Image: Spitzer’s infrared view of the Helix nebula. Infrared light from the outer gaseous layers is represented in blues and greens. The white dwarf is visible as a tiny white dot in the center of the picture. The red color in the middle of the eye denotes the final layers of gas blown out when the star died. The brighter red circle in the very center is the glow of a dusty disk circling the white dwarf (the disk itself is too small to be resolved). Credit: NASA/JPL-Caltech/K. Su (Univ. of Arizona).

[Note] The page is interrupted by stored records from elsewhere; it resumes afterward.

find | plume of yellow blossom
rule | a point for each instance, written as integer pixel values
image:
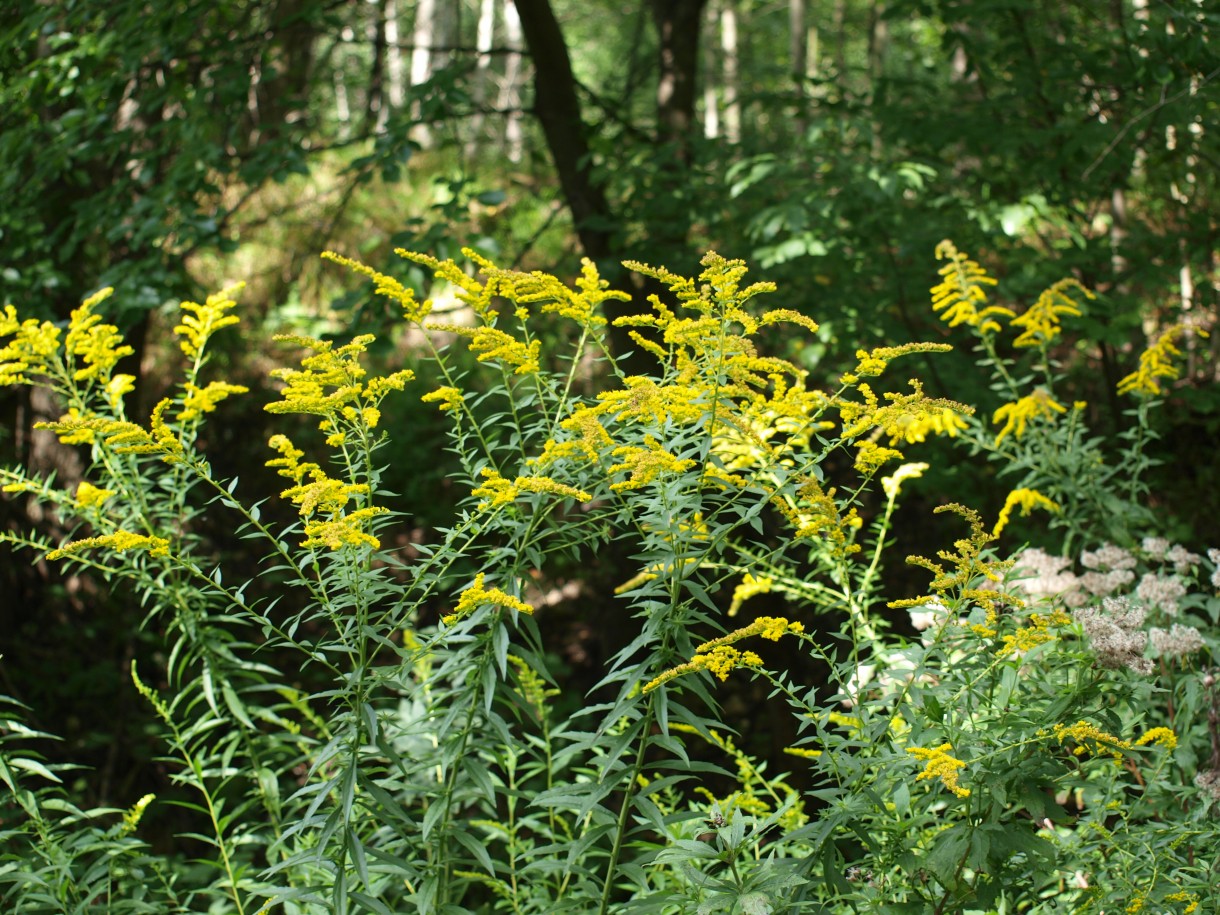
(414, 311)
(1027, 500)
(1032, 406)
(118, 541)
(92, 497)
(960, 293)
(941, 764)
(1040, 325)
(1088, 738)
(892, 483)
(748, 588)
(1155, 365)
(477, 595)
(198, 400)
(644, 464)
(199, 322)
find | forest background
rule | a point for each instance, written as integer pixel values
(168, 149)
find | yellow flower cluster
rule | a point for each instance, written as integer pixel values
(488, 344)
(319, 494)
(90, 348)
(330, 383)
(1088, 738)
(1155, 364)
(476, 595)
(1033, 406)
(644, 464)
(120, 542)
(960, 292)
(500, 492)
(199, 322)
(92, 497)
(1040, 325)
(387, 286)
(747, 589)
(1037, 633)
(968, 565)
(720, 658)
(198, 400)
(448, 398)
(1027, 500)
(941, 764)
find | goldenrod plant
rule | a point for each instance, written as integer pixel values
(1014, 755)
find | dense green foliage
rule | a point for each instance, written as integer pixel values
(166, 149)
(339, 748)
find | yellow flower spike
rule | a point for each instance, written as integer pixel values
(33, 349)
(1037, 405)
(476, 595)
(98, 345)
(1041, 322)
(893, 483)
(198, 401)
(1160, 736)
(1027, 500)
(199, 322)
(747, 589)
(1155, 364)
(940, 764)
(92, 497)
(961, 292)
(447, 398)
(1088, 738)
(871, 456)
(118, 542)
(788, 316)
(488, 344)
(414, 311)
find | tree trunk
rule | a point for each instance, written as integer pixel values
(677, 29)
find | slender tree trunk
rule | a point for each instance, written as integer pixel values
(421, 61)
(730, 65)
(510, 90)
(484, 38)
(677, 29)
(711, 87)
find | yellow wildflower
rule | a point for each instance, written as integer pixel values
(98, 345)
(1041, 322)
(120, 542)
(961, 292)
(892, 484)
(1160, 736)
(448, 398)
(872, 455)
(476, 595)
(1037, 405)
(940, 764)
(747, 589)
(198, 400)
(343, 530)
(132, 818)
(488, 343)
(918, 426)
(644, 464)
(1088, 738)
(1155, 362)
(199, 322)
(387, 286)
(1027, 500)
(89, 495)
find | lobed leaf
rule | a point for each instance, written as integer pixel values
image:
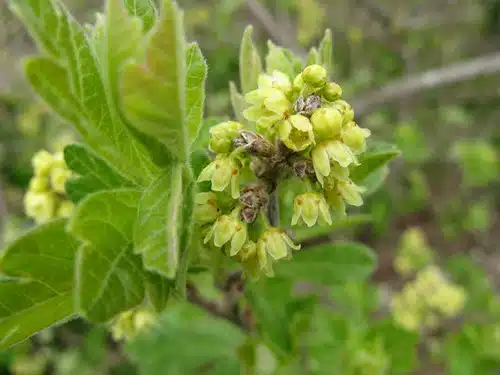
(32, 296)
(109, 278)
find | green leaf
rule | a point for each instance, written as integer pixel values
(187, 341)
(250, 62)
(304, 233)
(376, 157)
(313, 57)
(268, 298)
(195, 89)
(145, 10)
(156, 233)
(238, 103)
(99, 125)
(32, 296)
(326, 51)
(277, 59)
(158, 290)
(329, 263)
(154, 97)
(50, 80)
(110, 278)
(95, 174)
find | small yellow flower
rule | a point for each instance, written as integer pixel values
(65, 209)
(42, 163)
(222, 136)
(296, 132)
(223, 172)
(228, 228)
(58, 178)
(39, 184)
(309, 208)
(275, 243)
(40, 206)
(325, 152)
(331, 91)
(206, 210)
(327, 122)
(315, 75)
(355, 137)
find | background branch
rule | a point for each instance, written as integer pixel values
(415, 83)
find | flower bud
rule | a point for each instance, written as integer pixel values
(355, 137)
(42, 163)
(309, 208)
(58, 178)
(39, 184)
(227, 228)
(65, 209)
(327, 122)
(222, 172)
(298, 82)
(222, 136)
(331, 91)
(328, 151)
(40, 206)
(315, 75)
(277, 80)
(344, 108)
(296, 132)
(205, 209)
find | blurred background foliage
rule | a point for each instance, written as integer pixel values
(423, 74)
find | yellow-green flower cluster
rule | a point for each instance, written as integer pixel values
(130, 323)
(45, 198)
(414, 252)
(302, 124)
(424, 302)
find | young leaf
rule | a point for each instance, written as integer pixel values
(277, 59)
(100, 126)
(329, 263)
(109, 278)
(195, 89)
(250, 62)
(95, 174)
(156, 233)
(238, 103)
(32, 296)
(154, 95)
(187, 341)
(326, 51)
(145, 10)
(373, 159)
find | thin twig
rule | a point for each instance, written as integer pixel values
(415, 83)
(277, 32)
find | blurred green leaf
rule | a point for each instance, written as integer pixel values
(110, 278)
(32, 296)
(374, 158)
(187, 341)
(94, 173)
(156, 233)
(145, 10)
(250, 62)
(329, 263)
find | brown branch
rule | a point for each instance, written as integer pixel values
(415, 83)
(276, 31)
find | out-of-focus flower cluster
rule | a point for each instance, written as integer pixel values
(46, 198)
(130, 323)
(424, 302)
(295, 126)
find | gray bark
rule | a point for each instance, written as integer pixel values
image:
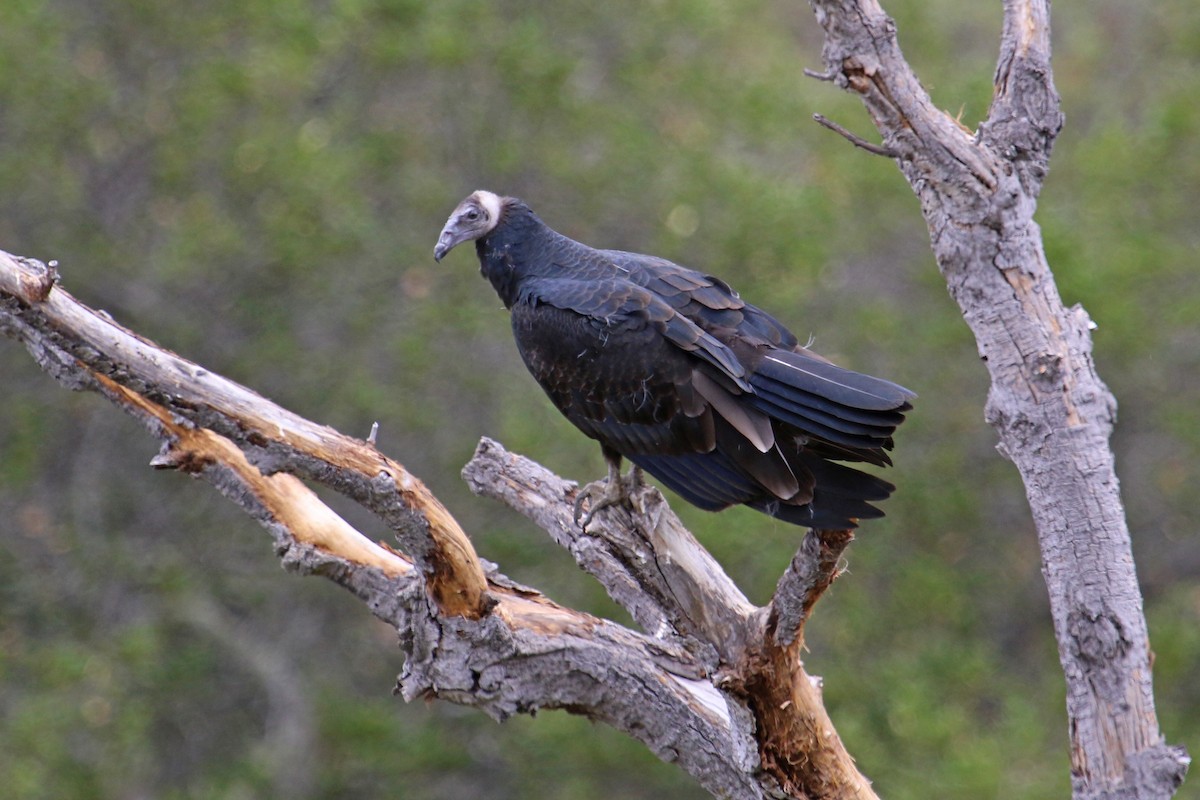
(1054, 415)
(713, 684)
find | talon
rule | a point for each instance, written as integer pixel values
(606, 492)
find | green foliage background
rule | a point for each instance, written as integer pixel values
(258, 186)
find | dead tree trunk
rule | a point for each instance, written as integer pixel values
(978, 192)
(715, 684)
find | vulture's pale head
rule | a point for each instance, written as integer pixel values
(474, 217)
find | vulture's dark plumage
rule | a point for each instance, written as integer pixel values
(672, 370)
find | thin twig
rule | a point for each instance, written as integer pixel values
(855, 139)
(829, 74)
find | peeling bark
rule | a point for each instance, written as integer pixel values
(712, 683)
(1053, 413)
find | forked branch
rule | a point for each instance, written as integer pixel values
(715, 684)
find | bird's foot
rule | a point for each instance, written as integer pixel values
(606, 492)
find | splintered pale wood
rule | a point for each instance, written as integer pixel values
(719, 687)
(82, 336)
(1054, 415)
(654, 567)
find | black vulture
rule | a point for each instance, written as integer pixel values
(670, 368)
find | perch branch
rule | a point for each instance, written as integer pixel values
(1047, 402)
(709, 689)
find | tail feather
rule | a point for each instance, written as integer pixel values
(843, 386)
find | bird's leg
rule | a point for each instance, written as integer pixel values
(606, 492)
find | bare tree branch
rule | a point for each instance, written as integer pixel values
(715, 687)
(1053, 413)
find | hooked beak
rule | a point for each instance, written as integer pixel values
(447, 241)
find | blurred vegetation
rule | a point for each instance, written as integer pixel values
(258, 186)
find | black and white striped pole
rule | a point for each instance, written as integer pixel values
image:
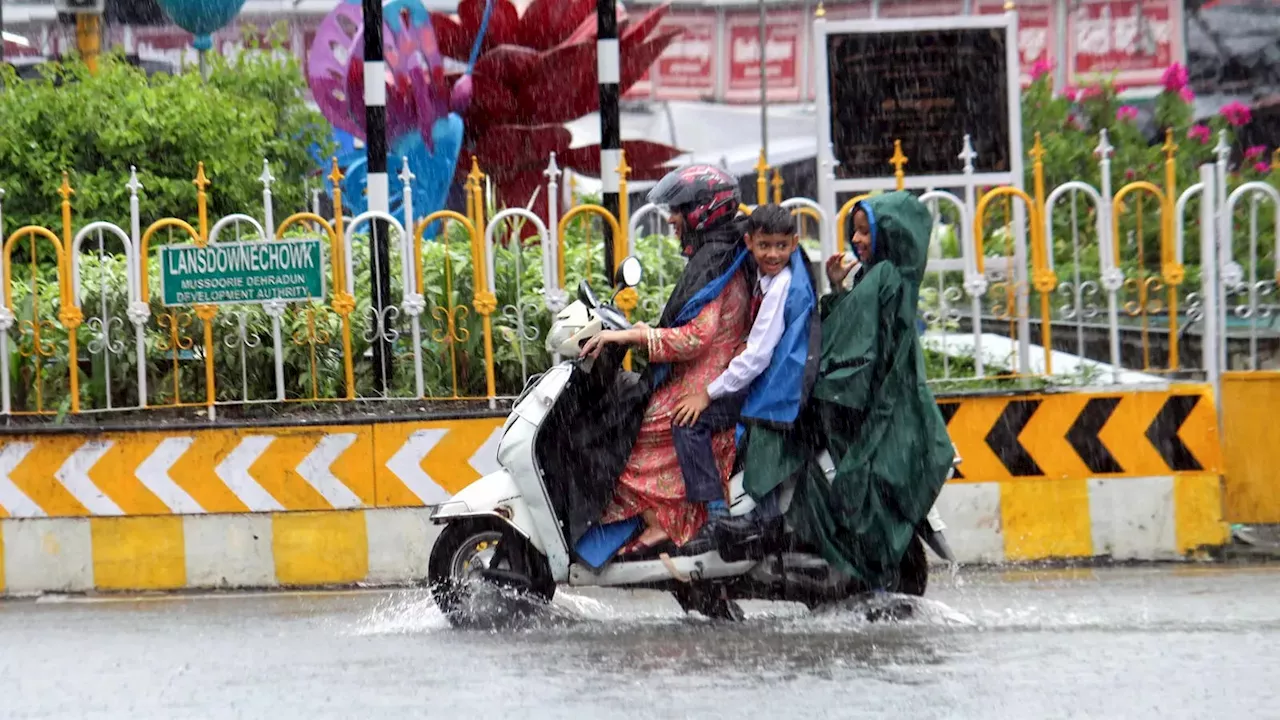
(376, 186)
(608, 76)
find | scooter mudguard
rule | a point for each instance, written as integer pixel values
(492, 496)
(602, 542)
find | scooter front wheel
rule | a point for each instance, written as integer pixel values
(471, 552)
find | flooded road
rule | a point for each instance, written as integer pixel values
(1164, 642)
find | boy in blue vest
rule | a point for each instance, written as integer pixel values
(771, 376)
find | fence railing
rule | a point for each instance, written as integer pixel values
(1101, 286)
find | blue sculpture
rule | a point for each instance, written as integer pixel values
(424, 117)
(201, 18)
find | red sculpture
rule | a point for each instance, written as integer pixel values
(536, 72)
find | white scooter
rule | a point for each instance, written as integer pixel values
(510, 527)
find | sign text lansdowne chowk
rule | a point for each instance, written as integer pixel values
(242, 272)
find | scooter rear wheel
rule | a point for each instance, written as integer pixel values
(913, 570)
(471, 551)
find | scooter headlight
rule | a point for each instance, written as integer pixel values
(558, 336)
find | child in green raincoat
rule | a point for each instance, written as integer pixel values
(869, 408)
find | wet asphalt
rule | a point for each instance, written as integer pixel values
(1162, 642)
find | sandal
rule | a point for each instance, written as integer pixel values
(636, 550)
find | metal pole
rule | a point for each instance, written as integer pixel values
(1060, 71)
(376, 186)
(609, 78)
(764, 92)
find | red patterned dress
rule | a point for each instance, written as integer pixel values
(699, 351)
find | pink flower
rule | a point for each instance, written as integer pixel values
(1237, 113)
(1175, 78)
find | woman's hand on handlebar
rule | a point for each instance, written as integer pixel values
(638, 335)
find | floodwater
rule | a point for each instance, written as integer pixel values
(1127, 643)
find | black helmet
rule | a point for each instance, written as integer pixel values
(705, 195)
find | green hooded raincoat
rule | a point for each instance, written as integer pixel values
(871, 408)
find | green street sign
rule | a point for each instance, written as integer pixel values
(236, 273)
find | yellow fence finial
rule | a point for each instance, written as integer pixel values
(762, 178)
(622, 242)
(201, 182)
(899, 162)
(1037, 150)
(1170, 146)
(65, 190)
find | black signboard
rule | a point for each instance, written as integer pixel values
(927, 89)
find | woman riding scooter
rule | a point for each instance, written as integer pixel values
(694, 341)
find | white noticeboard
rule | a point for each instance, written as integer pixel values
(833, 178)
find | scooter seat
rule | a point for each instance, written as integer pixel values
(700, 545)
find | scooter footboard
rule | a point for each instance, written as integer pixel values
(492, 496)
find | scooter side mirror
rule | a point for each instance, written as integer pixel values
(630, 273)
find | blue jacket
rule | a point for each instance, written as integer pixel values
(778, 393)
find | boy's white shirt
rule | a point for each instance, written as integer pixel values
(763, 340)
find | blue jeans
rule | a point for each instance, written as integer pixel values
(703, 481)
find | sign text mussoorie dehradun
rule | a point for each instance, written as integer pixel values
(241, 272)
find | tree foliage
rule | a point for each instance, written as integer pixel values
(95, 127)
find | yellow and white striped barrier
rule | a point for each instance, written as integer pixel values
(172, 552)
(242, 469)
(1123, 474)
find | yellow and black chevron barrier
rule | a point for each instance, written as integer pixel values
(1084, 434)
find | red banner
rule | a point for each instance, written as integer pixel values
(849, 10)
(782, 49)
(1134, 39)
(168, 44)
(26, 41)
(686, 69)
(1037, 42)
(920, 8)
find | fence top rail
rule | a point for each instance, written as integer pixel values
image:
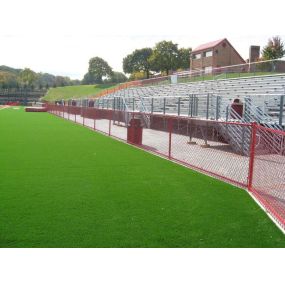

A dusty disk found last year around the white dwarf G29-38 had shown that objects like these could survive around dead stars, though the disk around G29-38 was much closer to its star. We obviously have much to learn about debris disks in such settings. And what exactly does happen when a Sol-like star becomes a red giant? Here’s a snippet from the paper on this work (references edited out; see the preprint):
It has been established that any planet closer than ~1 AU will be engulfed by an expanding red giant…, while planets outside ~5 AU from the Sun will survive post-main-sequence evolution…, and the orbits of surviving planets and most of the Kuiper Belt objects (KBOs) and Oort Cloud comets will expand adiabatically and remain bound to the solar system… The re-stabilized KBOs and Oort Cloud can later become the source of objects that go into the inner part of the system, either plunging into the white dwarf or breaking up due to tidal destruction, and they can populate the inner system with dust.
The newfound debris disk may be solving a different mystery as well. The Helix nebula’s white dwarf is known to be emitting highly energetic x-rays, leading some astronomers to believe it was accreting matter from a hidden companion star. But disk material falling onto the star and triggering the outbursts seems to be a more satisfactory answer. “The high-energy X-rays were an unsolved mystery, said You-Hua Chu (UIUC). “Now, we might have found an answer in the infrared.”
The paper on this work is Su et al., “A Debris Disk around the Central Star of the Helix Nebula?,” which will appear in Astrophysical Journal Letters. The preprint is already available online.